Bone Marrow Transplant Changed a Man's Semen DNA to a Stranger's DNA
What if parts of your body lost their DNA and took the DNA of a complete stranger? This is what happened to Chris Long of Reno, Nevada, who learned that his semen’s DNA had changed after he had a bone marrow transplant using a young German man’s bone marrow.
According to the New York Times, Long underwent a bone marrow transplant for his acute myeloid leukemia, a type of cancer that causes blood cells to reproduce abnormally. The bone marrow contains stem cells that develop into red blood cells, white blood cells, and platelets. After Long’s transplant, his body resumed normal blood production using stem cells from his donor’s bone marrow.
However, three months after the procedure, Long learned that his blood’s DNA had been replaced by the of his donor—perhaps a small price to pay for the life-saving procedure.

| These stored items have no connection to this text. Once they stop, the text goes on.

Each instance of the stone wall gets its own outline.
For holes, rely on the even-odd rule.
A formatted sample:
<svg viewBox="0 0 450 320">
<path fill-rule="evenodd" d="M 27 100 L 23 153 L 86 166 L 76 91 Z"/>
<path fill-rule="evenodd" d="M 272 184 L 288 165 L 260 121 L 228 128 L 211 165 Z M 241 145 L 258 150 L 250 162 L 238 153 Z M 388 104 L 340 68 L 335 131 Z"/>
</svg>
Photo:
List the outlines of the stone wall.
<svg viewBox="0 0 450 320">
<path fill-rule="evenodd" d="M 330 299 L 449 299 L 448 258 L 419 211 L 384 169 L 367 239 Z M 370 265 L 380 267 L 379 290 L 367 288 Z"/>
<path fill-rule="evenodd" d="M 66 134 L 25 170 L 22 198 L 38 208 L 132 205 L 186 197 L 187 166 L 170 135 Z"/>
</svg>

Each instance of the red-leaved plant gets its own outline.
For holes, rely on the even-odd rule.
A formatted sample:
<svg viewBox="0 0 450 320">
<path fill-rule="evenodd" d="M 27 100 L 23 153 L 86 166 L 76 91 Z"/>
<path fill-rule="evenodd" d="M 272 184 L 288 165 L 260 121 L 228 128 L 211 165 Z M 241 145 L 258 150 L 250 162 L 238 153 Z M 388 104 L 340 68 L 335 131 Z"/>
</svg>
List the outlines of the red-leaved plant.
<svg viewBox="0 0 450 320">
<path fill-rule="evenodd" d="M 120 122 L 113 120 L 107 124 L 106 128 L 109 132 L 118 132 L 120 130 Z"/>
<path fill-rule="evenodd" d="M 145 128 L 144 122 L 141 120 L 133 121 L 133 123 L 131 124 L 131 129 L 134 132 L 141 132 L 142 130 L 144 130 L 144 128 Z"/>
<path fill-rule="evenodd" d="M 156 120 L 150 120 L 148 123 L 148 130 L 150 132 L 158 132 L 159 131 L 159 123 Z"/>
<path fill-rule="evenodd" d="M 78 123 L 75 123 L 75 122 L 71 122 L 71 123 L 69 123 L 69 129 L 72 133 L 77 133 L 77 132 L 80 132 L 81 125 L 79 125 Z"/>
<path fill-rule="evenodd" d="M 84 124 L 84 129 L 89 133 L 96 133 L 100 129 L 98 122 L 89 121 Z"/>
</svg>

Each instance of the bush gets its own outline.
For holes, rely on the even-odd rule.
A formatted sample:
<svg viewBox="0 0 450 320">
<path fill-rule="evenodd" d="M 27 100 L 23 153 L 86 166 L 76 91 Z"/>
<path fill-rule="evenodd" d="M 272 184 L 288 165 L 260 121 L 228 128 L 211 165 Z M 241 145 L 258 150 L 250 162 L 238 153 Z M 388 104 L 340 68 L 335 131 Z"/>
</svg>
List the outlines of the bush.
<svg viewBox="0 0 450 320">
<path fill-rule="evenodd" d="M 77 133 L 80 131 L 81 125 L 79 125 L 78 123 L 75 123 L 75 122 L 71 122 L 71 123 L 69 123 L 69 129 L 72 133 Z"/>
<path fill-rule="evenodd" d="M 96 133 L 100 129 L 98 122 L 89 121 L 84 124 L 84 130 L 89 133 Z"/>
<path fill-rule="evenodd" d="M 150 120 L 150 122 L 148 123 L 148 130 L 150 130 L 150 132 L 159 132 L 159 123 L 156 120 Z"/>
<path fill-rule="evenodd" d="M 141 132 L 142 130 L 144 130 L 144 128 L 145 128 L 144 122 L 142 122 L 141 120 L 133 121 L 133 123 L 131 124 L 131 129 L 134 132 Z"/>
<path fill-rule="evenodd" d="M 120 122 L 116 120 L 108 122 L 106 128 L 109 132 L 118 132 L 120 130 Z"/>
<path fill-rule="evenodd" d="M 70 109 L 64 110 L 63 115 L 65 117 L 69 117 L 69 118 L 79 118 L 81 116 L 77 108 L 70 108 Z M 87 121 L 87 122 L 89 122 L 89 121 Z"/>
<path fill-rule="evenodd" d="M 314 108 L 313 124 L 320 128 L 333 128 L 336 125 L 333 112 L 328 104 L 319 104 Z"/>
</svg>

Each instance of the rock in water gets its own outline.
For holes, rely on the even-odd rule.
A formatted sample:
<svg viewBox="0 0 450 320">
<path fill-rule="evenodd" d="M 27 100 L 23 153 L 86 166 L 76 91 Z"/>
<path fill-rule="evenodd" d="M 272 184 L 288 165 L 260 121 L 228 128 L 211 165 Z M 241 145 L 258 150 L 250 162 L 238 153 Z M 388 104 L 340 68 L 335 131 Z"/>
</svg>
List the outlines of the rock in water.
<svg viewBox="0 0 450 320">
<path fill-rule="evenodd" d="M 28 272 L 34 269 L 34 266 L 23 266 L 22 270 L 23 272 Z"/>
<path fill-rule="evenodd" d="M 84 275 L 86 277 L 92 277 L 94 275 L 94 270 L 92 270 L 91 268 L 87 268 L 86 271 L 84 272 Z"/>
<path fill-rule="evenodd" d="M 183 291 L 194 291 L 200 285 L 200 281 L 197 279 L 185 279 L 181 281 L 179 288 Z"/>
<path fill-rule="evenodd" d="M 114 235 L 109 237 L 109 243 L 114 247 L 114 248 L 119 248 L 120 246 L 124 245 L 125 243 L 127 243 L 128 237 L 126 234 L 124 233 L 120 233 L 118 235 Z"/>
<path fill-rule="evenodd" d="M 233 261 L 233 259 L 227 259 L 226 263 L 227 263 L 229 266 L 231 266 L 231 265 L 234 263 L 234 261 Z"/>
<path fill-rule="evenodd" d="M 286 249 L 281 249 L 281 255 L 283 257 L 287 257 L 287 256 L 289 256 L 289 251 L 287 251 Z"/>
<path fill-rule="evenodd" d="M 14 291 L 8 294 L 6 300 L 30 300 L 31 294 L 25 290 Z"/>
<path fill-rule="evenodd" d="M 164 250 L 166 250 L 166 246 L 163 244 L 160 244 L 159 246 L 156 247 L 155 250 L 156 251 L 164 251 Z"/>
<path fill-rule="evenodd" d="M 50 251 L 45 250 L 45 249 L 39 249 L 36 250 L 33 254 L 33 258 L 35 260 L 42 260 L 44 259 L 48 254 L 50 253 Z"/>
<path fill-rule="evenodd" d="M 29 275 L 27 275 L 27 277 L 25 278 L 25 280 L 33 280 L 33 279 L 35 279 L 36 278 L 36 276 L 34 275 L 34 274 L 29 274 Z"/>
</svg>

But he got the surprise of a lifetime four years later when he had DNA from various parts of his body tested.
As it turned out, Long is a living human chimaera, the scientific term for a person with more than one set of DNA. Results of the DNA tests showed that he retained his own DNA in several parts of his body including those in his chest and hair, but has mixed DNA in his cheeks, lips, and tongue.
The most troubling part of the tests came when they tested his semen, which turned out to have his donor’s DNA as well.

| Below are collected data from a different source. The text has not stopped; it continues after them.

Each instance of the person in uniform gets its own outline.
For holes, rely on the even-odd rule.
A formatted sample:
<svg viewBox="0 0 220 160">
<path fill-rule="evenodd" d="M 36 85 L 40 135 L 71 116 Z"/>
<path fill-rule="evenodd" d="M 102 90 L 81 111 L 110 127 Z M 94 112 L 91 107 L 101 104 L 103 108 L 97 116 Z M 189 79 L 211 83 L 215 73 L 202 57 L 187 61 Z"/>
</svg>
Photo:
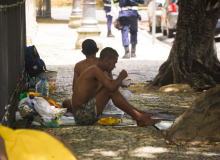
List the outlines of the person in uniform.
<svg viewBox="0 0 220 160">
<path fill-rule="evenodd" d="M 107 18 L 107 26 L 108 26 L 107 37 L 115 37 L 111 32 L 111 24 L 112 24 L 111 9 L 112 9 L 112 5 L 114 5 L 114 0 L 102 0 L 102 1 L 104 3 L 104 10 Z"/>
<path fill-rule="evenodd" d="M 119 1 L 119 17 L 123 25 L 122 29 L 122 43 L 125 48 L 125 55 L 122 58 L 129 59 L 136 57 L 137 32 L 138 32 L 138 5 L 144 4 L 145 0 L 120 0 Z M 128 33 L 130 32 L 130 42 Z M 131 43 L 131 56 L 129 51 L 129 44 Z"/>
</svg>

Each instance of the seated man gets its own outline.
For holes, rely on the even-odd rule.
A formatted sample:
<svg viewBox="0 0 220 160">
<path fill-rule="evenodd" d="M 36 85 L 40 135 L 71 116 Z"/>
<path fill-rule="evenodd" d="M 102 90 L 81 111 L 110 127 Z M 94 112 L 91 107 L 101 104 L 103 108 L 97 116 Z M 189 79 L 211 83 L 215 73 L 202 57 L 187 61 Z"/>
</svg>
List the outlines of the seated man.
<svg viewBox="0 0 220 160">
<path fill-rule="evenodd" d="M 75 65 L 72 90 L 74 89 L 76 81 L 78 80 L 81 73 L 88 67 L 97 63 L 98 58 L 96 57 L 96 53 L 98 50 L 99 49 L 97 48 L 96 42 L 94 40 L 86 39 L 83 41 L 82 53 L 86 56 L 86 59 L 76 63 Z M 109 78 L 113 79 L 112 73 L 105 72 L 105 74 L 108 75 Z M 99 88 L 100 87 L 101 85 L 99 85 Z M 112 104 L 112 102 L 109 101 L 109 104 Z M 63 108 L 67 108 L 69 111 L 72 111 L 72 99 L 65 99 L 62 103 L 62 106 Z"/>
<path fill-rule="evenodd" d="M 160 120 L 151 119 L 151 114 L 133 107 L 118 91 L 127 72 L 122 70 L 116 80 L 110 80 L 104 71 L 111 73 L 118 61 L 118 53 L 112 48 L 105 48 L 100 53 L 98 62 L 87 68 L 78 78 L 72 95 L 72 111 L 75 122 L 91 125 L 101 118 L 101 113 L 110 99 L 113 103 L 137 121 L 138 126 L 154 125 Z M 102 87 L 97 91 L 99 83 Z"/>
<path fill-rule="evenodd" d="M 99 49 L 97 48 L 97 45 L 94 40 L 86 39 L 85 41 L 83 41 L 82 53 L 86 56 L 86 59 L 76 63 L 74 67 L 72 90 L 74 89 L 76 81 L 78 80 L 81 73 L 88 67 L 97 63 L 98 58 L 96 57 L 96 53 L 98 52 L 98 50 Z M 112 79 L 111 73 L 105 72 L 105 74 L 108 75 Z M 72 99 L 65 99 L 62 103 L 62 106 L 72 111 Z"/>
</svg>

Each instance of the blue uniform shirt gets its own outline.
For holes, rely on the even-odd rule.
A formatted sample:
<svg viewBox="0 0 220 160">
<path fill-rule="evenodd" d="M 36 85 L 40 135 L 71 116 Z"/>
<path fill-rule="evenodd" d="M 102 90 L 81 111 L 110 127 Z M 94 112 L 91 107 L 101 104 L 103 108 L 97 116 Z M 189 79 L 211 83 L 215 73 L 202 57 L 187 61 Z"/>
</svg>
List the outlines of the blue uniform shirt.
<svg viewBox="0 0 220 160">
<path fill-rule="evenodd" d="M 119 6 L 138 6 L 139 4 L 144 4 L 145 0 L 120 0 Z M 138 11 L 135 10 L 125 10 L 119 13 L 119 17 L 137 17 Z"/>
</svg>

Brittney Chilton, a criminalist at the local sheriff’s office where Long worked, raised the issue of other patients having the same procedure and then going on to commit crimes, which could mislead investigators and have innocent donors arrested. In fact, it has happened before.

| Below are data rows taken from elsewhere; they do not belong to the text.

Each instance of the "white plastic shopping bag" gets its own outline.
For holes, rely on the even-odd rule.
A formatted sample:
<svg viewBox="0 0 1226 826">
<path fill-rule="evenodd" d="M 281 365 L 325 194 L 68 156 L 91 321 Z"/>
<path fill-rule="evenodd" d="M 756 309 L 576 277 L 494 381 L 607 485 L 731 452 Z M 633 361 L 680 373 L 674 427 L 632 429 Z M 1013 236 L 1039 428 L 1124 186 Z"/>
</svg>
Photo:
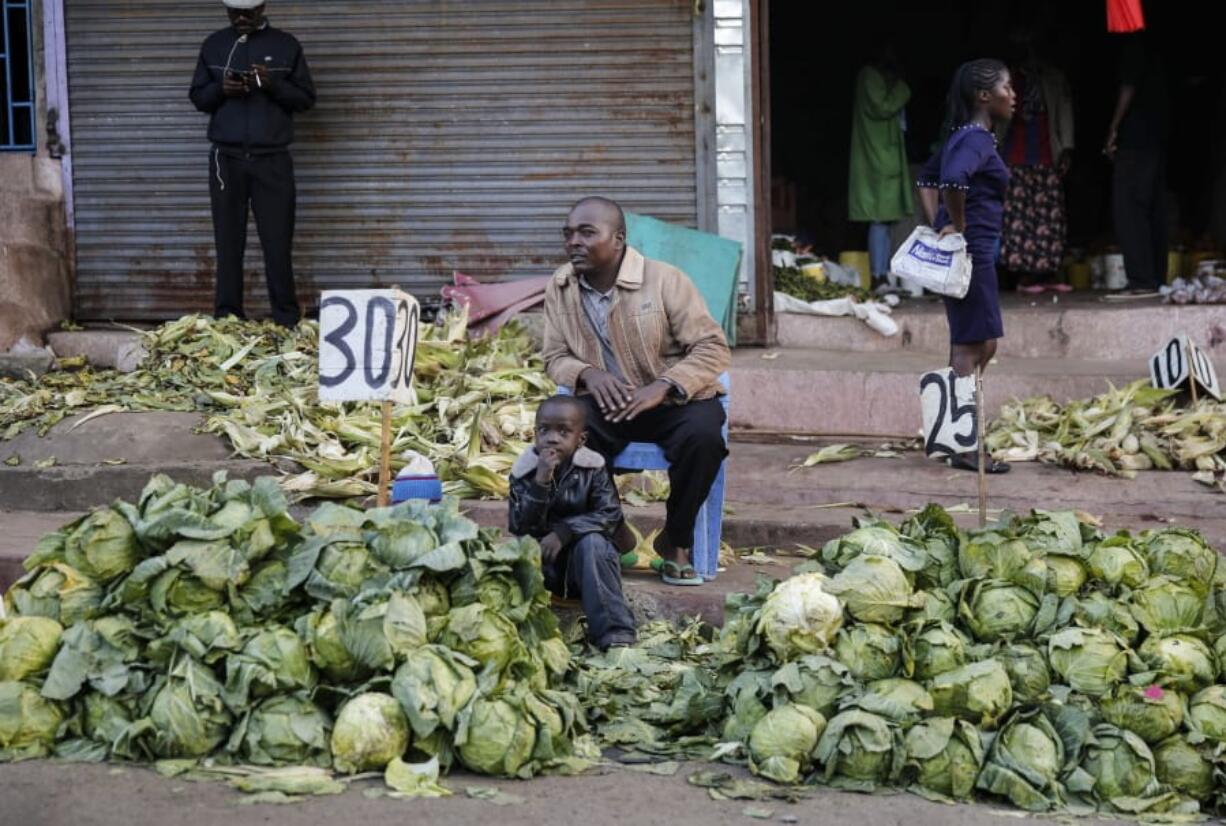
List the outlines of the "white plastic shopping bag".
<svg viewBox="0 0 1226 826">
<path fill-rule="evenodd" d="M 956 232 L 940 238 L 931 227 L 915 228 L 890 259 L 890 271 L 951 298 L 964 298 L 971 287 L 966 239 Z"/>
</svg>

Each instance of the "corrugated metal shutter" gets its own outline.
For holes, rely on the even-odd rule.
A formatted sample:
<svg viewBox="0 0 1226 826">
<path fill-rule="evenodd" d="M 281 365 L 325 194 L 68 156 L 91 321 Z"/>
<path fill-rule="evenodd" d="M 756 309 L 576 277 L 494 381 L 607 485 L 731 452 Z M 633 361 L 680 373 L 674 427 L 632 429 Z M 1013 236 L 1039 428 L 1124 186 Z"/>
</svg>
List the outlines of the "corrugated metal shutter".
<svg viewBox="0 0 1226 826">
<path fill-rule="evenodd" d="M 187 100 L 210 0 L 65 0 L 77 314 L 212 307 L 206 119 Z M 277 0 L 319 87 L 298 118 L 295 267 L 419 295 L 459 269 L 547 274 L 593 193 L 696 223 L 692 0 Z M 254 227 L 249 307 L 264 308 Z"/>
</svg>

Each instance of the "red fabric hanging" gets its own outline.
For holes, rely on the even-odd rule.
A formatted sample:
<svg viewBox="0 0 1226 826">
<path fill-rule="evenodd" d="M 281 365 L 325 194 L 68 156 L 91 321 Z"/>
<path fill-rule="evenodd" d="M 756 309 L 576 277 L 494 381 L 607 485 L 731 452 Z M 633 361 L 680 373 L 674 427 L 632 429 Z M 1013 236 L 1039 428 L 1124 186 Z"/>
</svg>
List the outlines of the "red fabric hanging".
<svg viewBox="0 0 1226 826">
<path fill-rule="evenodd" d="M 1144 28 L 1141 0 L 1107 0 L 1107 31 L 1128 34 Z"/>
</svg>

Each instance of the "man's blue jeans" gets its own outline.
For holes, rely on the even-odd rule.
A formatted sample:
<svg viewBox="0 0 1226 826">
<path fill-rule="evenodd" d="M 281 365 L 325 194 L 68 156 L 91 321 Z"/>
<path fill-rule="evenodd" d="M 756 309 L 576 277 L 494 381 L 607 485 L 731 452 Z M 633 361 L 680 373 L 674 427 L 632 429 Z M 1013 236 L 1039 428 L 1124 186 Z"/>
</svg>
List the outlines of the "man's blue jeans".
<svg viewBox="0 0 1226 826">
<path fill-rule="evenodd" d="M 873 278 L 890 274 L 890 226 L 879 221 L 868 225 L 868 266 Z"/>
</svg>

According to the New York Times, investigators in Alaska uploaded a DNA profile extracted from semen to a criminal database, where it matched a potential suspect, but the suspect was already in prison at the time. It turned out that he received a bone marrow transplant from his brother, who was eventually arrested.
Only the Semen, not Sperm Cells, are Affected
Long’s sperm cells are completely his own DNA and not his German donor’s. According to Dr. Rezvani, Long’s blood cells should not be able to create new sperm cells, which is good news. Although Long has had a vasectomy, his biological child will still bear traits based on his DNA, and not his donor’s.